Restò ancora un poco sola a Roma; come il caldo la cacciò via, riprese la vita errante degli alberghi, delle stazioni di bagni. Intorno a lei, gli uomini facevano la ruota, si studiavano di interessarla. Alcuni, più arditi, le parlavano liberamente, le dicevano delle cose che ella fingeva di non capire, o che ascoltava abbassando gli occhi, o che provocavano le sue risposte taglienti. In cuor suo, non era molto sdegnata: le piaceva di essere fra le più _entourées_; il movimento, le conversazioni, la musica, la danza finivano di stordirla. In ogni parola che gli uomini le rivolgevano, ella trovava la misura del proprio fascino, la conferma che mai il suo impero di donna era stato più saldo. Paolo riprendeva a scriverle assiduamente, rimpiangendo i giorni felici, ricordandole di pensar sempre a lui; ma ora ella comprendeva che questa sua nuova assiduità non era disinteressata, che poteva invece esser dettata dalla paura di perderla. Con la coscienza del proprio valore, ella imparava a giudicare più esattamente l’uomo al quale si era accordata. L’orgoglio era il sentimento che più lo dominava. La confessione del tradimento lo aveva ferito, più che nell’amore, nell’amor proprio. Aveva imaginato di essere stato il solo a conquistarla, il solo a vincere, con la potenza della propria seduzione, la virtù di lei; la scoperta che un altro aveva ottenuto, dopo di lui, ma più facilmente di lui, ciò di cui solo si credeva degno, gli aveva tolta una persuasione cara al suo orgoglio. Adesso, l’idea che un altro potesse portargli via il vanto della propria conquista, lo faceva nuovamente appassionato ed eloquente. Ma la sua
eloquenza non era fatta di rettorica? Ella rammentava le sue scettiche opinioni sui sentimenti, sull’ideale, sull’inganno universale. In fondo al suo disprezzo di tutto e di tutti, c’era però l’esaltata opinione di sè stesso… Adesso, ella vedeva più distintamente i suoi difetti… Che importava! V’era qualcuno che non ne avesse? Dicevano che l’amore acceca: una frase fatta! O vedeva i suoi difetti perchè l’amore s’intiepidiva? No! no! Ella lo amava sempre; l’idea di tradirlo non le passava neppure pel cervello.

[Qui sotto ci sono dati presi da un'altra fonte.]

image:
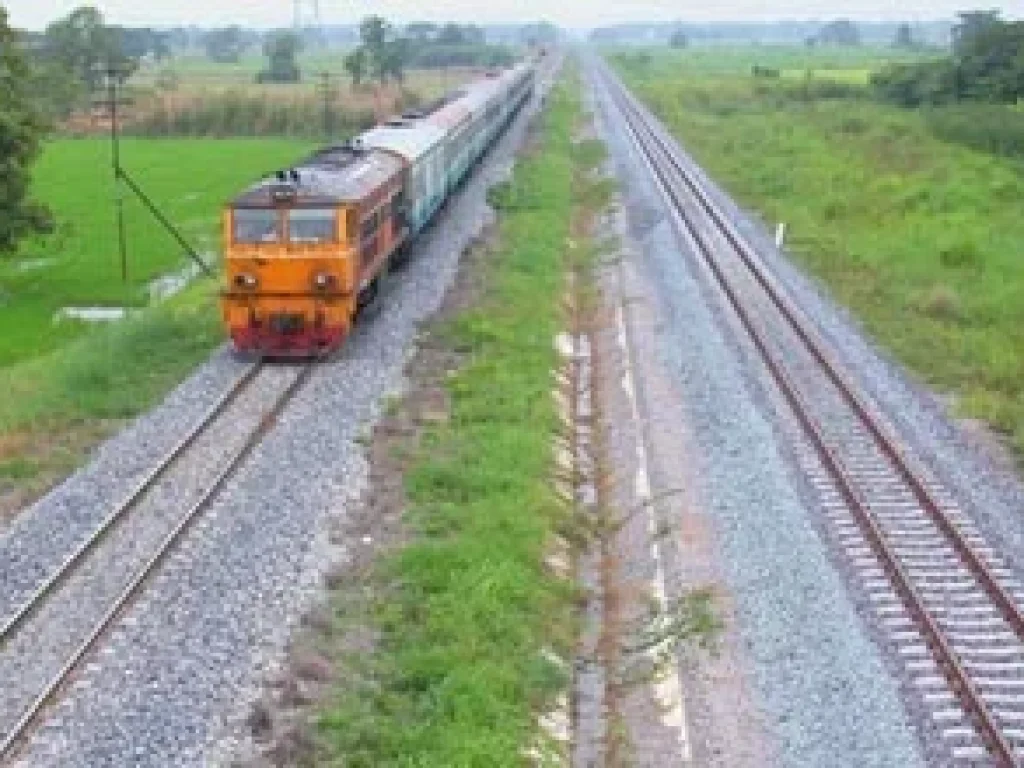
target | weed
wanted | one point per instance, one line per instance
(878, 206)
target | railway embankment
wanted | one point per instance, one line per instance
(171, 676)
(448, 635)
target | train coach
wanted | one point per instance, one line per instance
(308, 247)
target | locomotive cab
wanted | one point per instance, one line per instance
(299, 250)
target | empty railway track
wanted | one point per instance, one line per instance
(55, 628)
(948, 603)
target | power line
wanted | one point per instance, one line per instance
(325, 89)
(114, 77)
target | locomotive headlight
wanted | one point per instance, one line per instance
(246, 281)
(324, 282)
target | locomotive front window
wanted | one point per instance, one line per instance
(256, 225)
(311, 225)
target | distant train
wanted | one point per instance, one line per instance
(307, 248)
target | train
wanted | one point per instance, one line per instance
(306, 248)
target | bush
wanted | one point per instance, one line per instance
(992, 128)
(242, 115)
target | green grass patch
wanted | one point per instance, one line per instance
(920, 237)
(79, 263)
(460, 675)
(59, 404)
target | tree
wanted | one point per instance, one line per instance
(355, 66)
(84, 45)
(374, 31)
(970, 32)
(393, 57)
(281, 48)
(422, 32)
(840, 32)
(904, 37)
(225, 45)
(20, 130)
(678, 39)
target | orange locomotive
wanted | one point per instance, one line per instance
(307, 248)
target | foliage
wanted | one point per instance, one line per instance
(281, 48)
(431, 55)
(381, 53)
(77, 263)
(992, 128)
(469, 620)
(241, 114)
(356, 66)
(987, 66)
(59, 404)
(20, 130)
(225, 45)
(84, 46)
(840, 32)
(904, 37)
(920, 237)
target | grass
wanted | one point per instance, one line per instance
(58, 404)
(460, 675)
(920, 237)
(79, 263)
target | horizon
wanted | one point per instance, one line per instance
(266, 14)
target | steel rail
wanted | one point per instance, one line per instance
(960, 680)
(885, 440)
(14, 622)
(166, 547)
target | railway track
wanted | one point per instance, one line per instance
(949, 604)
(56, 628)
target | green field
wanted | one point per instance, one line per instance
(919, 236)
(79, 263)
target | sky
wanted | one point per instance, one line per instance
(577, 13)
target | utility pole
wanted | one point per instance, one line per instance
(326, 92)
(113, 76)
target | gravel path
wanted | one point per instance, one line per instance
(824, 688)
(172, 683)
(988, 486)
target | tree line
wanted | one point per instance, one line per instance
(987, 65)
(385, 52)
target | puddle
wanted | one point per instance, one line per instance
(165, 287)
(93, 313)
(158, 290)
(29, 265)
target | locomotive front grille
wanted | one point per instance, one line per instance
(287, 324)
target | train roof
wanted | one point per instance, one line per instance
(410, 138)
(332, 175)
(450, 115)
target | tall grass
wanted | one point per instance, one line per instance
(993, 128)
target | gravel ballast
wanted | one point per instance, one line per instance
(173, 683)
(822, 684)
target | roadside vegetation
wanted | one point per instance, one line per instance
(470, 617)
(78, 263)
(920, 236)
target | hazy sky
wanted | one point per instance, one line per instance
(36, 13)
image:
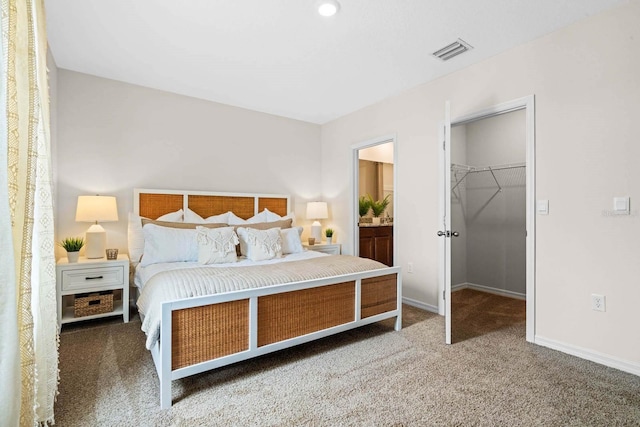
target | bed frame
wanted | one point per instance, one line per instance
(203, 333)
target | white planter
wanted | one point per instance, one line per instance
(73, 256)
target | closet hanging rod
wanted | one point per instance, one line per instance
(471, 169)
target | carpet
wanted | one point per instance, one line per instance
(372, 376)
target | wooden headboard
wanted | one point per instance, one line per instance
(152, 203)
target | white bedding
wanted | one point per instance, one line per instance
(143, 274)
(182, 280)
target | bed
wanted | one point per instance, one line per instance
(305, 297)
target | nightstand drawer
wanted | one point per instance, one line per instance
(92, 278)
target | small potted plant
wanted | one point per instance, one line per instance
(72, 245)
(364, 205)
(378, 207)
(329, 233)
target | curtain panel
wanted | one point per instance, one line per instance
(28, 322)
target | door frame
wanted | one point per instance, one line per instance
(528, 104)
(355, 148)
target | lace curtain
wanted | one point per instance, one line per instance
(28, 326)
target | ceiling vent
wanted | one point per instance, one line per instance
(454, 49)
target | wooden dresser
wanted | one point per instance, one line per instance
(376, 242)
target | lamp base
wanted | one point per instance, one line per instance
(316, 231)
(96, 242)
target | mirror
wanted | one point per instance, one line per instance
(376, 184)
(376, 178)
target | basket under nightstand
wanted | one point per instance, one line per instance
(92, 288)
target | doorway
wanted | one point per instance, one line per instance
(487, 205)
(488, 256)
(375, 177)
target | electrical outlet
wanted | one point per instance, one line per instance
(598, 302)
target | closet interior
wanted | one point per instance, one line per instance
(488, 210)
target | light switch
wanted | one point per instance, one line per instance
(543, 207)
(621, 205)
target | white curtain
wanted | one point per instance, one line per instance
(28, 322)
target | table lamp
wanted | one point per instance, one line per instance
(316, 211)
(96, 209)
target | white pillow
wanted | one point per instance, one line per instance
(272, 216)
(165, 244)
(291, 243)
(235, 219)
(135, 238)
(192, 217)
(176, 216)
(258, 245)
(216, 245)
(220, 219)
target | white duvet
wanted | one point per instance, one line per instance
(174, 281)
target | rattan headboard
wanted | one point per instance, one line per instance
(151, 203)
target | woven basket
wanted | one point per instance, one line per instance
(93, 303)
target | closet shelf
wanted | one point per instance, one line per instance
(466, 170)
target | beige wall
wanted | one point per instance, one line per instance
(586, 82)
(114, 137)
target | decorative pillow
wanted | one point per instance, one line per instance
(176, 216)
(235, 219)
(192, 217)
(135, 238)
(291, 242)
(166, 244)
(216, 246)
(272, 216)
(258, 245)
(223, 218)
(263, 226)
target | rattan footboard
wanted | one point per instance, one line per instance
(204, 333)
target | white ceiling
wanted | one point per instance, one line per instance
(281, 57)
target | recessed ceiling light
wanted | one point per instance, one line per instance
(328, 7)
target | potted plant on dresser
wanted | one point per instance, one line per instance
(378, 207)
(329, 233)
(364, 205)
(72, 245)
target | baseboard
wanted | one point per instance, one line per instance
(420, 305)
(594, 356)
(488, 289)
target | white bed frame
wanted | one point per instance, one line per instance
(162, 351)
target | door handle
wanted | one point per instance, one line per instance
(448, 234)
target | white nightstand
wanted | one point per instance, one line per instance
(332, 249)
(92, 275)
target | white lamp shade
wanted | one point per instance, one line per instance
(328, 7)
(317, 210)
(96, 209)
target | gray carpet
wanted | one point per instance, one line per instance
(372, 376)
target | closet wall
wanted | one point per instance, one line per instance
(490, 215)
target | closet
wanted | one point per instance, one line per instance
(488, 205)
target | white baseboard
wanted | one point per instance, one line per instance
(488, 289)
(594, 356)
(421, 305)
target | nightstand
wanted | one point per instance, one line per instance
(91, 276)
(332, 249)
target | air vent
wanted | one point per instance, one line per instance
(454, 49)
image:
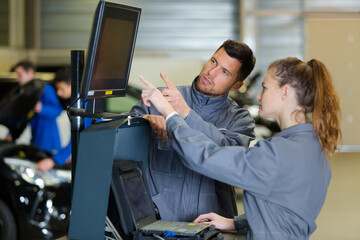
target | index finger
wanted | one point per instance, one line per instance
(146, 82)
(167, 81)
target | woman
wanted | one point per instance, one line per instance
(285, 178)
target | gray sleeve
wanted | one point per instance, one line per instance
(254, 169)
(239, 132)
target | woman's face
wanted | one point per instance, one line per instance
(270, 99)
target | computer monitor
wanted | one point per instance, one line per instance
(110, 51)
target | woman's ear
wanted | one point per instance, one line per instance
(236, 86)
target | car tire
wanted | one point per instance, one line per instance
(7, 223)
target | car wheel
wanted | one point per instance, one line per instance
(7, 223)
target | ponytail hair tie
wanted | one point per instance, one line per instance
(309, 63)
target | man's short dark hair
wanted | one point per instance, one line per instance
(243, 53)
(63, 75)
(25, 64)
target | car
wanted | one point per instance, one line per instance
(33, 204)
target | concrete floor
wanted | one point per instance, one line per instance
(340, 216)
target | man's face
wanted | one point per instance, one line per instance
(63, 90)
(218, 75)
(23, 76)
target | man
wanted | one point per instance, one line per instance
(44, 129)
(179, 193)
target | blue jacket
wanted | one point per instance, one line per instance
(45, 133)
(285, 178)
(180, 193)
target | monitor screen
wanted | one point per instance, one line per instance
(110, 51)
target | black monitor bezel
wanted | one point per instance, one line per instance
(92, 53)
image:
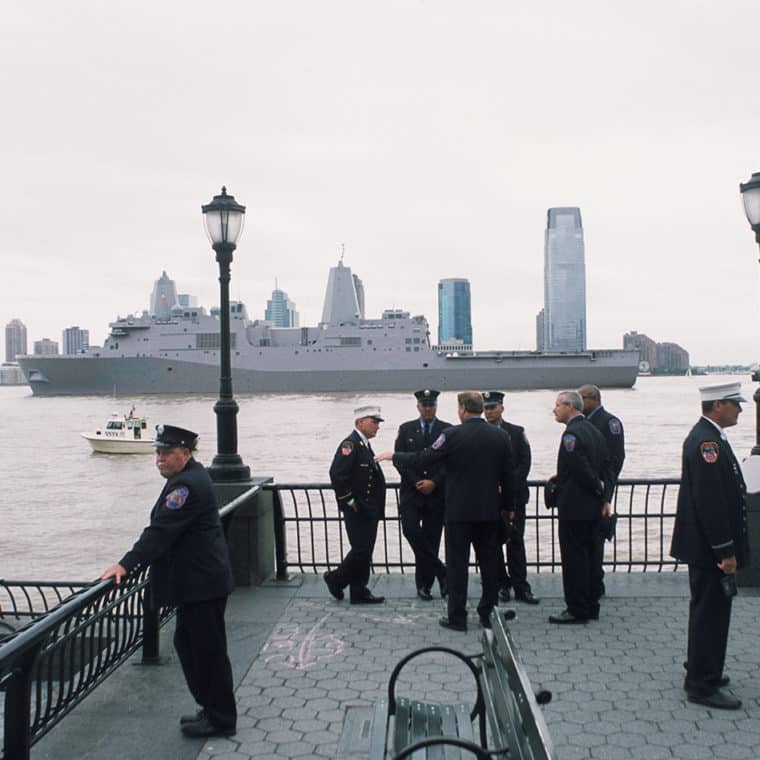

Però, nessuno sapeva come ella era fatta. Degli sconosciuti le scrivevano lettere anonime, ora piene di dichiarazioni poetiche, ora di incitamenti sensuali; tutti le davano degli appuntamenti, le chiedevano di mettere dei segnali nel caso che ella acconsentisse… Ella stracciava quelle lettere, dapprima sdegnata, poi ridendo della stoltezza di quella gente; e in fondo sentiva crescere la stima di sè stessa, apprezzava di più la propria superiorità. Paolo l’aveva trattata male, le aveva dato motivi di lagnanze: eppure, era stata lei a pregarlo, a trattenerlo. Quante donne avrebbero fatto altrimenti, si sarebbero ribellate! Ella ne conosceva ogni giorno, di quelle che non avevano altro amore al mondo fuorchè sè stesse, che si lasciavano amare senza scomodarsi, incapaci di fare il più piccolo, il più futile sacrifizio! Ne conosceva di quelle che dichiaravano la passione una cosa sciocca, balorda, nociva alla salute; che si mettevano a ridere quando ella affermava che senz’amore non v’era legame possibile. E queste erano le più fortunate; gli uomini le seguivano come la loro ombra, subivano pazienti i loro capricci, perdonavano i loro tradimenti, strisciavano ai loro piedi. Ella che si era vista trascurata dall’uomo al quale aveva immolata tutta sè stessa, invidiava la loro fortuna, ma aveva troppo cuore, sentiva troppo per imitarle. Una di quelle, la Merio, la più fredda, la più insensibile, le pareva un mostro. Teneva gli uomini a bada, li obbligava a fare dei viaggi, delle pazzie, ad aspettarla di notte, all’acqua e al vento, per concedere poi loro una stretta di mano, per degnarsi di ricevere una lettera. Quando qualcuno la seccava troppo, faceva intendere a un altro di levarglielo di torno. Dei duelli erano avvenuti per lei, un giovanotto si era ucciso. Il giorno che lo avevano portato a seppellire, ella era andata a passeggio, in carrozza scoperta, inaugurando una nuova toletta. La sua carrozza s’era incontrata col carro funebre; ella aveva continuato a guardarsi intorno, dietro l’occhialino dal manico d’oro!